One-Third of Cancer Deaths Could Be Avoided

Of the seven million worldwide cancer deaths reported in 2001, 35 percent were attributable to nine well-known behavioral and environmental risk factors, according to an analysis published in The Lancet.


Researchers from the Harvard School of Public Health (HSPH) and a network of collaborators calculated by estimating mortality for 12 types of cancer linked to the nine risk factors in seven World Bank regions for that year.

Cancer Deaths


They also looked at how the risks, and the cancers they cause, were distributed over the regions of the world. This is the first assessment of the role of health risks in cancer deaths globally and regionally.


Risk Factor Analysis


The researchers analyzed data from the Comparative Risk Assessment project and World Health Organization databases to determine the level of risk factors in different world regions, and separately for men and women.
They also considered how hazardous each risk factor might be. The analysis covered all high-income countries together and separated low-income and middle-income countries into geographical regions: East Asia and Pacific, South Asia, Europe, and Central Asia, Latin America and Caribbean, Middle East and North Africa, and Sub-Saharan Africa.


The nine risk factors:

overweight and obesity

low fruit and vegetable intake

physical inactivity

smoking

alcohol use

unsafe sex

urban air pollution

indoor smoke from household use of coal

contaminated injections in healthcare settings


Alcohol, Smoking Play Large Roles


More than one in every three of the seven million deaths from cancer worldwide were caused by these nine potentially modifiable risk factors (2.43 million), the researchers found, with alcohol and smoking playing large roles in all income levels and regions.

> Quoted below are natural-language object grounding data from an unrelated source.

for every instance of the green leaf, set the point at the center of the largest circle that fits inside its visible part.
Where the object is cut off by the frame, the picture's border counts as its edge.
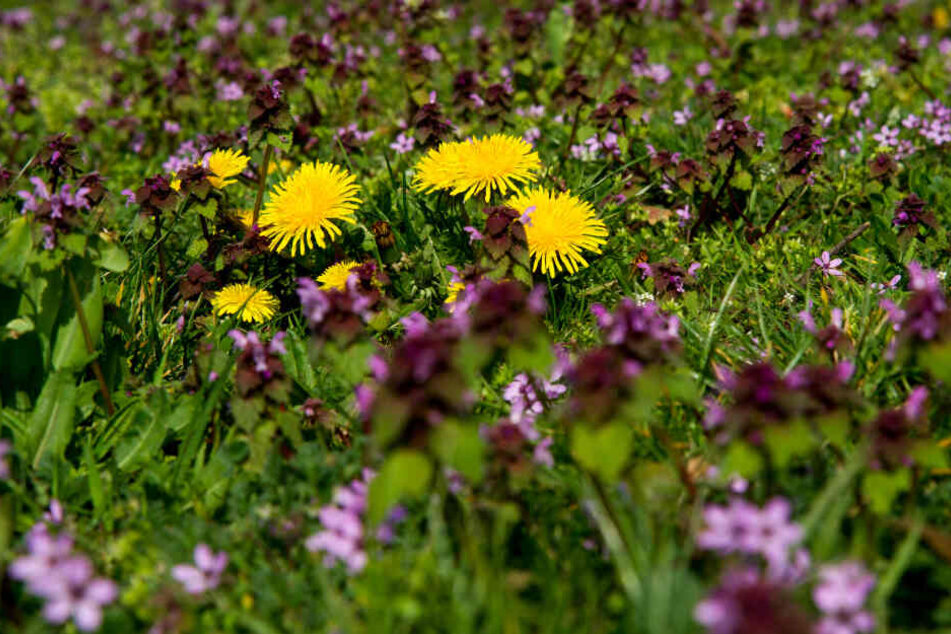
(460, 447)
(96, 489)
(881, 488)
(785, 442)
(15, 248)
(112, 257)
(147, 429)
(557, 32)
(937, 360)
(534, 355)
(51, 424)
(929, 454)
(742, 180)
(405, 473)
(742, 459)
(835, 428)
(604, 450)
(196, 248)
(69, 350)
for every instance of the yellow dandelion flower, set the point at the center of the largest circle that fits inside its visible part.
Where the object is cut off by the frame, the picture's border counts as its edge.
(558, 229)
(336, 275)
(245, 218)
(247, 302)
(454, 289)
(499, 162)
(438, 169)
(224, 164)
(302, 208)
(478, 167)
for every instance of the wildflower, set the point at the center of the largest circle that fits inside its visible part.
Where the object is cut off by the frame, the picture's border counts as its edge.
(453, 291)
(745, 602)
(911, 212)
(302, 208)
(342, 313)
(494, 163)
(559, 229)
(840, 595)
(5, 448)
(681, 117)
(205, 575)
(74, 593)
(342, 519)
(827, 265)
(246, 302)
(403, 143)
(669, 277)
(335, 276)
(925, 316)
(224, 164)
(65, 580)
(642, 333)
(230, 91)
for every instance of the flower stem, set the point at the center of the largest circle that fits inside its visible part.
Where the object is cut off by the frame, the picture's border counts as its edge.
(262, 181)
(163, 272)
(87, 337)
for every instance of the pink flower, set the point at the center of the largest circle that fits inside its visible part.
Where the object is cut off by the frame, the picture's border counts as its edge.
(205, 575)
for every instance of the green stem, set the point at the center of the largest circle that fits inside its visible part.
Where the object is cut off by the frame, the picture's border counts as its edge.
(84, 325)
(262, 182)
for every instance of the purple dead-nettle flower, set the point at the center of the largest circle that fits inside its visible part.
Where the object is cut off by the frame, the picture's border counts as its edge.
(741, 527)
(840, 596)
(828, 265)
(206, 574)
(277, 25)
(5, 449)
(731, 528)
(777, 534)
(474, 234)
(431, 53)
(386, 532)
(891, 284)
(230, 91)
(342, 520)
(887, 136)
(746, 602)
(404, 143)
(45, 553)
(259, 351)
(73, 592)
(681, 117)
(65, 580)
(643, 330)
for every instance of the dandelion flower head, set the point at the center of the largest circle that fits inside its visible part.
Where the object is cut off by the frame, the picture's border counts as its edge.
(224, 165)
(478, 167)
(246, 302)
(302, 209)
(558, 229)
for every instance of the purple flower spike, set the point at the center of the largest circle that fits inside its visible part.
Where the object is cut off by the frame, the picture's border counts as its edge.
(827, 265)
(205, 575)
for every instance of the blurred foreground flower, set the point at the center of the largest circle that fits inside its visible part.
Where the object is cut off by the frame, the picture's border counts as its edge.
(205, 575)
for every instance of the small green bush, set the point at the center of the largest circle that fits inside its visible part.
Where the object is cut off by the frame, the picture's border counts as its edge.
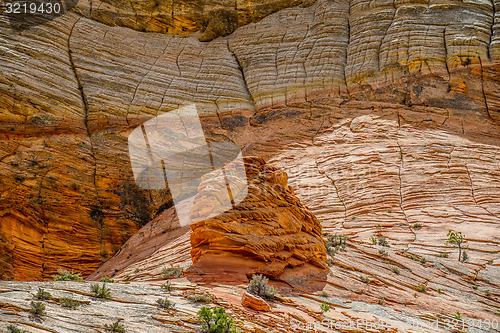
(43, 295)
(67, 276)
(115, 327)
(216, 321)
(258, 286)
(37, 308)
(69, 303)
(200, 298)
(106, 279)
(172, 272)
(334, 243)
(380, 240)
(13, 329)
(165, 303)
(100, 291)
(324, 307)
(167, 287)
(415, 258)
(365, 279)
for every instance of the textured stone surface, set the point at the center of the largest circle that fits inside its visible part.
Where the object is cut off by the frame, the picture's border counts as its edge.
(270, 232)
(210, 18)
(136, 305)
(70, 91)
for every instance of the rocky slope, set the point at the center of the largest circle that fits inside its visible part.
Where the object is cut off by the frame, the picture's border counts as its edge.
(136, 305)
(381, 113)
(270, 232)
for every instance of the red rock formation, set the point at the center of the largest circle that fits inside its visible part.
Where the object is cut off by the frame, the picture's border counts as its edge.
(67, 102)
(270, 232)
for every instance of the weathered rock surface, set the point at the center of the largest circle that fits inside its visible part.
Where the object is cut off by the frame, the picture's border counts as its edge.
(159, 244)
(254, 302)
(270, 232)
(72, 89)
(212, 18)
(136, 305)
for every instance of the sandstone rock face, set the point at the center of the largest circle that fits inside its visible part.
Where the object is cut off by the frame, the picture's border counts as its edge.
(270, 232)
(254, 302)
(159, 244)
(72, 89)
(213, 18)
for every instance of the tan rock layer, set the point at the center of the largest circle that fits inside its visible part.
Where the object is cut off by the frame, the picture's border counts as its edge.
(269, 232)
(71, 89)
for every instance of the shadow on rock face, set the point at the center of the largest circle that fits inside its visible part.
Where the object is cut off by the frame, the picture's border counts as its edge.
(24, 14)
(270, 232)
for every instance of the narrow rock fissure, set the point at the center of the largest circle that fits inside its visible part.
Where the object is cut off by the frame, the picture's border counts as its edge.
(245, 83)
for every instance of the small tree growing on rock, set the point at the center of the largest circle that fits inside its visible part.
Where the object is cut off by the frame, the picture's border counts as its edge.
(456, 239)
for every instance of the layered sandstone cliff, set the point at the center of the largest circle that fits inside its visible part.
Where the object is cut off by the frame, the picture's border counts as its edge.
(72, 89)
(270, 232)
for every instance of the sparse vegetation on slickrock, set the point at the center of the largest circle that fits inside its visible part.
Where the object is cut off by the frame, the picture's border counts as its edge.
(375, 127)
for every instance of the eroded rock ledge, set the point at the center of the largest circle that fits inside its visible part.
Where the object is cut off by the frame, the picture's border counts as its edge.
(270, 232)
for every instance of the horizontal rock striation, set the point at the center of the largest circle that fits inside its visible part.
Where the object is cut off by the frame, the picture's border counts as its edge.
(72, 89)
(270, 232)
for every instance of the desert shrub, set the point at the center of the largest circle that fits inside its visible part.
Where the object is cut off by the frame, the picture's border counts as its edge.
(100, 291)
(457, 239)
(115, 327)
(415, 258)
(165, 303)
(37, 308)
(64, 275)
(200, 298)
(167, 287)
(258, 286)
(215, 321)
(107, 279)
(69, 303)
(172, 272)
(13, 329)
(324, 307)
(43, 295)
(465, 256)
(380, 240)
(334, 243)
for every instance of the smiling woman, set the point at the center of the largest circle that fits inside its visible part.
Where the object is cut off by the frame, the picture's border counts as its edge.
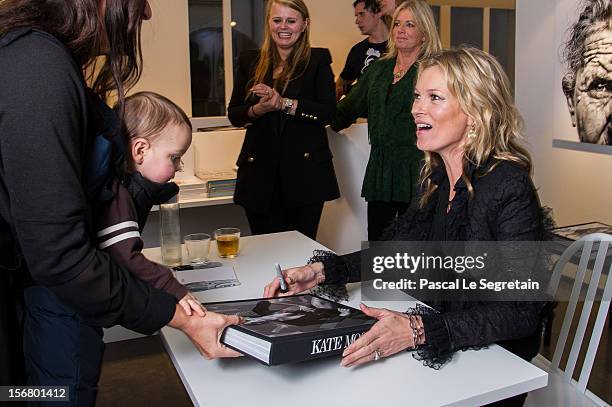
(384, 95)
(284, 94)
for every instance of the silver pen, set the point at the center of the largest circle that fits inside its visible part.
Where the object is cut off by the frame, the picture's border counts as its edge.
(281, 278)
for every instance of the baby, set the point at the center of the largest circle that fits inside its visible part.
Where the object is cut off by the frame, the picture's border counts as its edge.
(158, 134)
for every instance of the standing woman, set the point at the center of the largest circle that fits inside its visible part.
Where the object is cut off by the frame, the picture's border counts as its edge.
(284, 94)
(384, 95)
(50, 117)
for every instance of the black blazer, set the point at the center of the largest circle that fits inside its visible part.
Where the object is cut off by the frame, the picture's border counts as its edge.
(290, 153)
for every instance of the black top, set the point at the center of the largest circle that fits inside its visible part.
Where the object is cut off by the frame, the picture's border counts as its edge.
(360, 56)
(46, 124)
(284, 152)
(505, 207)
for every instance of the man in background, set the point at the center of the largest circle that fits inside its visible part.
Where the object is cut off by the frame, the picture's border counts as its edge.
(368, 18)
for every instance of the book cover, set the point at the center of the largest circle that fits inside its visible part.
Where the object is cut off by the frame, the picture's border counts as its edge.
(291, 329)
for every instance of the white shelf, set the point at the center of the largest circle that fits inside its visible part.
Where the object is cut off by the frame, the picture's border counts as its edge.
(587, 147)
(198, 202)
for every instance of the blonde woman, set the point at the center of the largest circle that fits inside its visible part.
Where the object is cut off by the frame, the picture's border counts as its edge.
(475, 186)
(384, 95)
(284, 94)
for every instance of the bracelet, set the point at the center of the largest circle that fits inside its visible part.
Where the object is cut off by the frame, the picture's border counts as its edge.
(418, 331)
(319, 276)
(252, 109)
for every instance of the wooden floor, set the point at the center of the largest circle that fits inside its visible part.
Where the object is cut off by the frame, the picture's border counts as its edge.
(138, 372)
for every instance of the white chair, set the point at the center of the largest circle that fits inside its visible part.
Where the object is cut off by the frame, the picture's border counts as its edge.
(562, 390)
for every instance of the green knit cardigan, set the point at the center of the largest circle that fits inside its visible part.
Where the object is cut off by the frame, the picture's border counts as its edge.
(394, 163)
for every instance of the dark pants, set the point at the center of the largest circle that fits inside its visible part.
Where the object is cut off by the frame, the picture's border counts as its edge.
(304, 219)
(61, 348)
(381, 214)
(12, 312)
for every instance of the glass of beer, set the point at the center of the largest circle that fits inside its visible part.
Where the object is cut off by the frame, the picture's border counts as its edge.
(198, 245)
(228, 240)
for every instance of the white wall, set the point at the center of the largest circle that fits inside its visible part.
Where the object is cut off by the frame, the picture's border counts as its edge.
(575, 184)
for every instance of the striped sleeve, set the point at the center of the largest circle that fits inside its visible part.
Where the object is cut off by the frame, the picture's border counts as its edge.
(118, 233)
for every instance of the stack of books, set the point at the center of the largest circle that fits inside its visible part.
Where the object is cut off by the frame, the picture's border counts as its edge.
(218, 183)
(191, 187)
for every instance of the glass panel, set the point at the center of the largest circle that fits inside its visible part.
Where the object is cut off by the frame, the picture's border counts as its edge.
(501, 39)
(247, 26)
(206, 58)
(466, 26)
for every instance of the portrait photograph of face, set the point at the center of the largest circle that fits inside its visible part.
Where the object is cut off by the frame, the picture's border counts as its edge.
(588, 83)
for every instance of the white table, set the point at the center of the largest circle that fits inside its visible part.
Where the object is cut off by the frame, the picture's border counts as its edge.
(471, 378)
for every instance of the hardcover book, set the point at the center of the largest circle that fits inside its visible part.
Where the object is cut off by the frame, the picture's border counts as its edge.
(291, 329)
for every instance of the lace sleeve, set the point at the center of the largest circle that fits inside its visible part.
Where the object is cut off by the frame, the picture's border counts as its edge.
(339, 270)
(438, 349)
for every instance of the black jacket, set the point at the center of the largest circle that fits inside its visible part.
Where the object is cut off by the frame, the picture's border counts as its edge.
(505, 207)
(46, 125)
(290, 153)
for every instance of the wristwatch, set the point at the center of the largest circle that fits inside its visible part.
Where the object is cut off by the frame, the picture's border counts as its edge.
(287, 105)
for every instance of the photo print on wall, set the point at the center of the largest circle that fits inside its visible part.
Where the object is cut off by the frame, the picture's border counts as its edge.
(587, 84)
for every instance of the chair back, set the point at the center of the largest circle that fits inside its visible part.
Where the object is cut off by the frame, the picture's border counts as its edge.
(599, 243)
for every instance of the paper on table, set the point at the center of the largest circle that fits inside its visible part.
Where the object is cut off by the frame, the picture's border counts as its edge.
(208, 278)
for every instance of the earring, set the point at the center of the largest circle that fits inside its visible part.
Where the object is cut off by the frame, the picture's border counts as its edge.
(472, 133)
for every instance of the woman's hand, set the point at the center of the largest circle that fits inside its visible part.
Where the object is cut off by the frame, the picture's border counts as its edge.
(205, 333)
(391, 334)
(189, 302)
(298, 279)
(270, 99)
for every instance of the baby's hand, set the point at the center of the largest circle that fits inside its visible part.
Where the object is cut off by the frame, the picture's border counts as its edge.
(190, 302)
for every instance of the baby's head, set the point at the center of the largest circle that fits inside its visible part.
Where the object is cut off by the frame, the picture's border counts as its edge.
(158, 134)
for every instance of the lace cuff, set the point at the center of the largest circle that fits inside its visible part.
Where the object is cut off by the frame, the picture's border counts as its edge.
(438, 349)
(336, 271)
(336, 276)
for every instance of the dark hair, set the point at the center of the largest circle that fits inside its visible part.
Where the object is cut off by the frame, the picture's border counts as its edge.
(148, 113)
(371, 5)
(592, 12)
(76, 23)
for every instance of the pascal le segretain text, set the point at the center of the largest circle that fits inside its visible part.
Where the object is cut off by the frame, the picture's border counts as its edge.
(457, 284)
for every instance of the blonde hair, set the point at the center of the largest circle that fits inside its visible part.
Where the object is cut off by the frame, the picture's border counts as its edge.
(484, 94)
(424, 20)
(298, 59)
(148, 113)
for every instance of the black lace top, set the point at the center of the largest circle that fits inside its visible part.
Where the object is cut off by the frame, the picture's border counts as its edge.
(505, 207)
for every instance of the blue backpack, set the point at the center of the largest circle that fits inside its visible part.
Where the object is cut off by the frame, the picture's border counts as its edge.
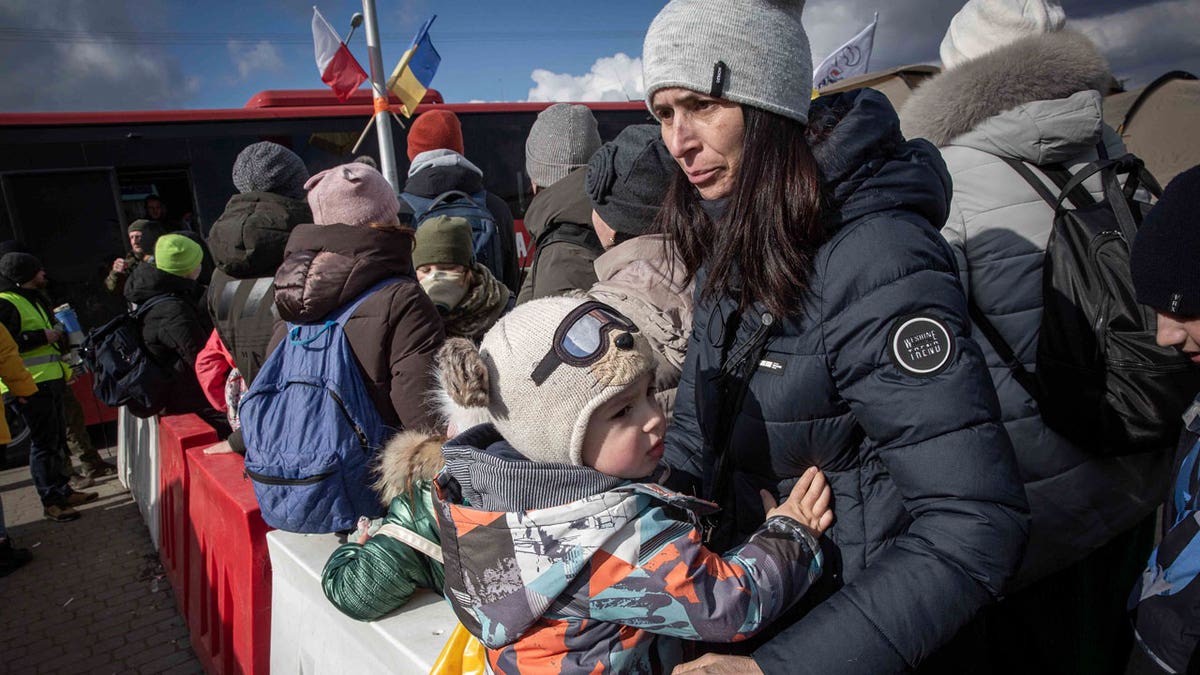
(1165, 602)
(471, 207)
(311, 430)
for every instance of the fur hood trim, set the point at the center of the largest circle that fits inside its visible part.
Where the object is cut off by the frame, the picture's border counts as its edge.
(1039, 67)
(408, 457)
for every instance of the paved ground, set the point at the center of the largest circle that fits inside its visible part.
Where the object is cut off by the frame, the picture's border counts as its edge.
(94, 599)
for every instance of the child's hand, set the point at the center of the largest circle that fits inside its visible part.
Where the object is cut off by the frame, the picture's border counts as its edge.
(808, 503)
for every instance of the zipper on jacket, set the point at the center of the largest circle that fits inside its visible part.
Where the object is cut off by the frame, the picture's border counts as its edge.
(273, 481)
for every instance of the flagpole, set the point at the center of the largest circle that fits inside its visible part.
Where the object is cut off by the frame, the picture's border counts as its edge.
(875, 25)
(383, 124)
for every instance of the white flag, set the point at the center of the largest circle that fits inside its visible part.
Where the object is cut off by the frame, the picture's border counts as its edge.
(847, 60)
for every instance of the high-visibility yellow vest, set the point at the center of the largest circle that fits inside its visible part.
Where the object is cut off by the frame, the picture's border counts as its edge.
(43, 363)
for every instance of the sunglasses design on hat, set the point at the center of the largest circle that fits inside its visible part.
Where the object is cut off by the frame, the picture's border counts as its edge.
(582, 339)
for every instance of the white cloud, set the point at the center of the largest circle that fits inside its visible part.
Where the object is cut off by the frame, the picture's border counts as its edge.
(611, 78)
(252, 58)
(1143, 42)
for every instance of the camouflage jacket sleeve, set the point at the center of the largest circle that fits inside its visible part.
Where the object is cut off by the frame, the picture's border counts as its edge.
(681, 589)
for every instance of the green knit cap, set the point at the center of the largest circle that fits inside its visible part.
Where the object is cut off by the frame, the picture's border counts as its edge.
(444, 240)
(175, 254)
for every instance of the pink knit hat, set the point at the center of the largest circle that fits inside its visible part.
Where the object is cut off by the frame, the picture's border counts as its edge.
(352, 193)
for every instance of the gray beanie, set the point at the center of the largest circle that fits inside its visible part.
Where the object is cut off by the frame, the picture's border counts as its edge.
(562, 139)
(751, 52)
(985, 25)
(543, 411)
(629, 177)
(270, 167)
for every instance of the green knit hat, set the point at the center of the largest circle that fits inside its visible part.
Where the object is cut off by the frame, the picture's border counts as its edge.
(444, 240)
(175, 254)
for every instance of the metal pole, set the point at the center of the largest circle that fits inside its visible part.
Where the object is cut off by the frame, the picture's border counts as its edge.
(383, 123)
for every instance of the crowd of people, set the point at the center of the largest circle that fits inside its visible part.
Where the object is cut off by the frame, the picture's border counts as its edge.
(739, 413)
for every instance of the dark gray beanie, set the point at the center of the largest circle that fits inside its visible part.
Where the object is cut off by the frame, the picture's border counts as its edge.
(629, 177)
(19, 268)
(1165, 252)
(762, 45)
(270, 167)
(562, 139)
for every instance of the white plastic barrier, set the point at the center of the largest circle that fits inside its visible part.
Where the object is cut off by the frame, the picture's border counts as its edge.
(137, 465)
(310, 635)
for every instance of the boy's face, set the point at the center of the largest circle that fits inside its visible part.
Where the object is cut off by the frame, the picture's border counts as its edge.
(1180, 332)
(624, 437)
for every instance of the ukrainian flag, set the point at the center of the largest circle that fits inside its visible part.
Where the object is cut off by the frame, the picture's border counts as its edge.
(414, 72)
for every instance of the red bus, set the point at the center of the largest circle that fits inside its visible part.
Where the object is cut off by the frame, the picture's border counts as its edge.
(70, 183)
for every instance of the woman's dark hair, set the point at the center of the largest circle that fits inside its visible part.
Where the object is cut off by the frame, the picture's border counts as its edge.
(762, 249)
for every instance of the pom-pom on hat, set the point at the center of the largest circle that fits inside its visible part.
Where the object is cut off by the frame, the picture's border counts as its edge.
(175, 254)
(544, 369)
(562, 139)
(19, 268)
(435, 130)
(629, 177)
(751, 52)
(1165, 260)
(985, 25)
(269, 167)
(352, 193)
(444, 240)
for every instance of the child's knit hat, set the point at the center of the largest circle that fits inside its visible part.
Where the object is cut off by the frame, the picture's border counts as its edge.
(175, 254)
(544, 369)
(352, 193)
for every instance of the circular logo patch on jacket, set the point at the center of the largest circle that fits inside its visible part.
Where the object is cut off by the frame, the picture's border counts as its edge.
(921, 345)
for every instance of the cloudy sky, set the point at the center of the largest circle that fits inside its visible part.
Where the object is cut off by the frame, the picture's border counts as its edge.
(165, 54)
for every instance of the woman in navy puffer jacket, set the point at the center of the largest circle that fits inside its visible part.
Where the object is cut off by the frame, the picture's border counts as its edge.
(829, 329)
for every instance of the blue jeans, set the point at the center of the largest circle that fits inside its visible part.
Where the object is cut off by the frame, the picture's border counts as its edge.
(47, 425)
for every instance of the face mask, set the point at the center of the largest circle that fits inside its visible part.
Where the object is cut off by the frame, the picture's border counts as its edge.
(445, 288)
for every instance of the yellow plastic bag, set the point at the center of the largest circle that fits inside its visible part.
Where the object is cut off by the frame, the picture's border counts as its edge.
(463, 655)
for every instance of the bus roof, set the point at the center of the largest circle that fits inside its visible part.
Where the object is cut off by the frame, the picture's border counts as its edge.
(283, 103)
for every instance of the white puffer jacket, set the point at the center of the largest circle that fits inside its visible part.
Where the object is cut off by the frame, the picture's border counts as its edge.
(1036, 101)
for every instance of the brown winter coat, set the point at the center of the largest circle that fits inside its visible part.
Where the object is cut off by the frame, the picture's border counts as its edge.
(394, 334)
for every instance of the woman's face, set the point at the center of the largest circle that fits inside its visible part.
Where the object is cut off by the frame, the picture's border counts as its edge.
(705, 136)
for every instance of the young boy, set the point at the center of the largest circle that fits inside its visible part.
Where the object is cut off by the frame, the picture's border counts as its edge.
(558, 557)
(1165, 602)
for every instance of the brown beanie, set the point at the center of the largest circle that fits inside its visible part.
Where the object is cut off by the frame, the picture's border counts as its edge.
(435, 130)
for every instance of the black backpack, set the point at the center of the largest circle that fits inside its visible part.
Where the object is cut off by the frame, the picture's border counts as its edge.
(484, 234)
(1102, 381)
(126, 374)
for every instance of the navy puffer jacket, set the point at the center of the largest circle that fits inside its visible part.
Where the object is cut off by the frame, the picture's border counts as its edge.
(879, 383)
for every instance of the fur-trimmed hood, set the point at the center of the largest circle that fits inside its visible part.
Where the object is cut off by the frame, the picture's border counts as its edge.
(1039, 67)
(408, 457)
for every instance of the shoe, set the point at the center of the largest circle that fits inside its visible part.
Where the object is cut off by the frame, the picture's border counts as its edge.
(11, 559)
(79, 499)
(99, 470)
(60, 513)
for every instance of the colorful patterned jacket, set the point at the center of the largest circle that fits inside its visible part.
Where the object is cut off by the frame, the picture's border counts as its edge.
(561, 568)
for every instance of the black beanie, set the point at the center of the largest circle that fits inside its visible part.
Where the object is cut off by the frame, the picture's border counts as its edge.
(629, 177)
(19, 268)
(1165, 258)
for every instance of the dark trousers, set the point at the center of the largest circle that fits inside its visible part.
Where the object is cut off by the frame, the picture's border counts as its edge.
(47, 426)
(1075, 620)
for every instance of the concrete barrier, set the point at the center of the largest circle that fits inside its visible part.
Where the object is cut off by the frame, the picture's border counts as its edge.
(137, 464)
(310, 635)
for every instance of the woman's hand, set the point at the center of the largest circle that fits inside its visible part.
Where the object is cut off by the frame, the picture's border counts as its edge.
(808, 503)
(720, 664)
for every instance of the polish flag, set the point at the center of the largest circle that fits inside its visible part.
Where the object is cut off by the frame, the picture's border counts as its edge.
(337, 66)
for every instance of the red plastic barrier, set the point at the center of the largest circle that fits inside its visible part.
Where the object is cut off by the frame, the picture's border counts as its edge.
(229, 568)
(94, 411)
(177, 434)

Worldwide, the nine risk factors caused 1.6 million cancer deaths among men and 830,000 among women. Smoking alone is estimated to have caused 21 percent of deaths from cancer worldwide.


In high-income countries, these nine risks caused 760,000 cancer deaths. Smoking, alcohol, and overweight and obesity were the most important causes of cancer in these nations.


In low- and middle-income regions, the nine risks caused 1.67 million cancer deaths. Smoking, alcohol consumption, and low fruit and vegetable intake were the leading risk factors for these deaths.


Sexual transmission of human papillomavirus is the leading risk factor for cervical cancer in women in low- and middle-income countries, particularly in Sub-Saharan Africa and South Asia, where access to cervical screening is also limited.


Among low- and middle-income regions, Europe and Central Asia had the highest proportion of death from cancer from the nine risk factors studied; these risks caused 39 percent of 825,000 cancer deaths in the low- and middle-income countries of Europe and Central Asia.


The effects were even larger among men; these nine risks caused one-half of cancer deaths among men in the low- and middle-income countries of Europe and Central Asia.


Behaviors and Environments


“These results clearly show that many globally important types of cancer are preventable by changes in lifestyle behaviors and environmental interventions,” comments Majid Ezzati, senior author of the study and assistant professor of international health at HSPH.


“To win the war against cancer,
we must focus not just on advances in biomedical technologies, but also on technologies and policies that change the behaviors and environments that cause those cancers,” he adds.
The study, “Causes of cancer in the world: comparative risk assessment of nine behavioral and environmental risk factors,” was funded by the National Institute on Aging and by the Disease Control Priorities Project.